It doesn't help that the "less sociable" are still often seen as inadequate rather than different, snooty and standoffish rather than temperamentally subdued, wet blankets and party poopers rather than fans of quiet enjoyment.

But one thing I always wonder - how do the socialisers keep up the pace? Where do they find the energy? Rushing from one social event to another, chattering nineteen to the dozen, organising ten things at once, keeping all the balls in the air. If I lived that way, I'd be chronically exhausted.

Excuse me while I unplug the phone and curl up on the sofa with a big fat book....

Sunday, 14 April 2013

Attention please

I've never been an attention-seeker. I'm quite happy to be invisible, out of the limelight, hidden away. I don't need other people to validate me or confirm my existence. In any social gathering, I'm content to be hovering somewhere on the sidelines while others gather a crowd of people around them.

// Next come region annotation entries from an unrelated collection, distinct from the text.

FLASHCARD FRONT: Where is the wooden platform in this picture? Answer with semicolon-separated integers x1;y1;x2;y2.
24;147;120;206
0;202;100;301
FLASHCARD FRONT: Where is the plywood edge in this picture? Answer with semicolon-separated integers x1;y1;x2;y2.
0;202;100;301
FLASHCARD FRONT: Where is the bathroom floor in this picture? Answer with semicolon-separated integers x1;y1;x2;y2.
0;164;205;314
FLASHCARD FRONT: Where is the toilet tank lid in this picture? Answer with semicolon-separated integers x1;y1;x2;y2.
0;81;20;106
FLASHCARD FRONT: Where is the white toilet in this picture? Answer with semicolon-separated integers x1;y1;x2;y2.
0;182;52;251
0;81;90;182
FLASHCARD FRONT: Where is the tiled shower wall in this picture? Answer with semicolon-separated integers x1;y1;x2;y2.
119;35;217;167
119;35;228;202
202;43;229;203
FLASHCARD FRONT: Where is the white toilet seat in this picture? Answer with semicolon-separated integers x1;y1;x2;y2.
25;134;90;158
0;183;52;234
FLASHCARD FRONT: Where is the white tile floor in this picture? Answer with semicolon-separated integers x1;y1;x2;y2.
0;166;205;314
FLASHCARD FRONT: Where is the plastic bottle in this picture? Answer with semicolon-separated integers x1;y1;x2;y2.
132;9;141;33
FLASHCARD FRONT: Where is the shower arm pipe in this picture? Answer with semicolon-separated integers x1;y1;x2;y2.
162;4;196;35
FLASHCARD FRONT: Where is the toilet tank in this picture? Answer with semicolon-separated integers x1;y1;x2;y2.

I'm always intrigued by those who need a constant audience, the bigger the better, and whose every waking moment seems devoted to keeping themselves in the public eye. They'll wear the most outrageous clothes, tell the most appalling stories, divulge the most shocking habits, simply to keep other people watching. I really couldn't be more different.

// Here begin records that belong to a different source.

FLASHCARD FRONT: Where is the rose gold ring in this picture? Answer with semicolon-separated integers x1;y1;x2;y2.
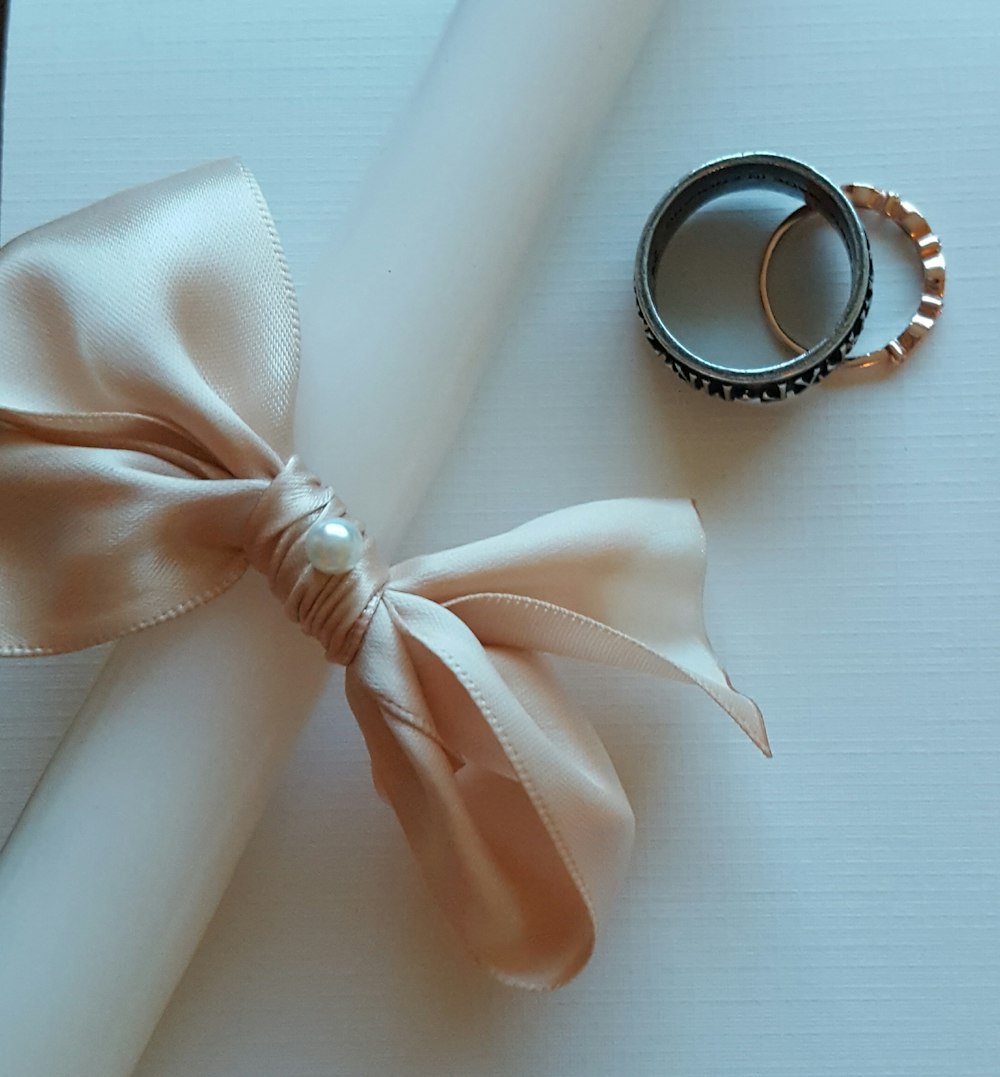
758;183;944;368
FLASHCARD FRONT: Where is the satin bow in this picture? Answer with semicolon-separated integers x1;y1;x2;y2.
0;162;770;988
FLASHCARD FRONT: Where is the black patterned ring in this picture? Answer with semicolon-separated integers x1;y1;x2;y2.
635;153;872;403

It seems to me that courting attention is hazardous. I wouldn't mind all the praise and appreciation, but it would come with a side order of abuse and hostility that wouldn't be so pleasant. I find it hard enough to deal with abuse from one person; mass abuse from all and sundry would have me weeping in the bathroom.

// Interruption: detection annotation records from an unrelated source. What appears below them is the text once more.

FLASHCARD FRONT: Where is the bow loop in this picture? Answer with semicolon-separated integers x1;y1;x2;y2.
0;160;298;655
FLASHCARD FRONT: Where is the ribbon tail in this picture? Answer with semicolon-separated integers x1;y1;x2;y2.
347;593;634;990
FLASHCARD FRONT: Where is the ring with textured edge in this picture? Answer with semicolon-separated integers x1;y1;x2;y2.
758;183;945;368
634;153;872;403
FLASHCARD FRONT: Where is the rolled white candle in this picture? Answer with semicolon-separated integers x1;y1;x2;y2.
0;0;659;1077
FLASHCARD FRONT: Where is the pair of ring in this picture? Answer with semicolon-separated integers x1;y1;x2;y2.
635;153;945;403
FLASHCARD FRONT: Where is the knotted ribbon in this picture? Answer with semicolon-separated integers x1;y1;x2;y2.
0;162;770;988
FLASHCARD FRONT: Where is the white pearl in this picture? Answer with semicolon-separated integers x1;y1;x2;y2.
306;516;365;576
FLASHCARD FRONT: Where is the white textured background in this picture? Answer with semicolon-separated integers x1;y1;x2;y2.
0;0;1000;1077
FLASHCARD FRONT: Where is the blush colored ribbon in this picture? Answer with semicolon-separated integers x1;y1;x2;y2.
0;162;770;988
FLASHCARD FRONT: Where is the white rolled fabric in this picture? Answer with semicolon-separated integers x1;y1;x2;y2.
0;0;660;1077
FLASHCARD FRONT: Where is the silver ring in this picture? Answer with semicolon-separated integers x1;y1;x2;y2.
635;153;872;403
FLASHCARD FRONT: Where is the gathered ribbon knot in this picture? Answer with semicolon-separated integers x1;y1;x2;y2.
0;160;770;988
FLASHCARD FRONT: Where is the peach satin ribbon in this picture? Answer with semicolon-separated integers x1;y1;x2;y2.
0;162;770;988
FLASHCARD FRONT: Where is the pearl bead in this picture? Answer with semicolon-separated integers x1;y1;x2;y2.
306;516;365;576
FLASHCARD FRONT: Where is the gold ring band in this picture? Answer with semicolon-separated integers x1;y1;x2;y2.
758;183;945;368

Of course some attention-seeking is just a cry for help. The flamboyant, extrovert, loud-mouthed windbag who seems totally self-confident might secretly be chronically insecure and desperate for love and reassurance. Who can tell?

No, if you went to a big party I happened to be attending, you might never notice me at all. I'd be the shy, nondescript guy in the corner, possibly having an intense conversation with some equally shy, nondescript person, or possibly just nursing my drink and scrutinising the other guests. Far from seeking attention, I might be so unobtrusive that you'd leave two hours later without having even registered my existence. Which is just how I like it.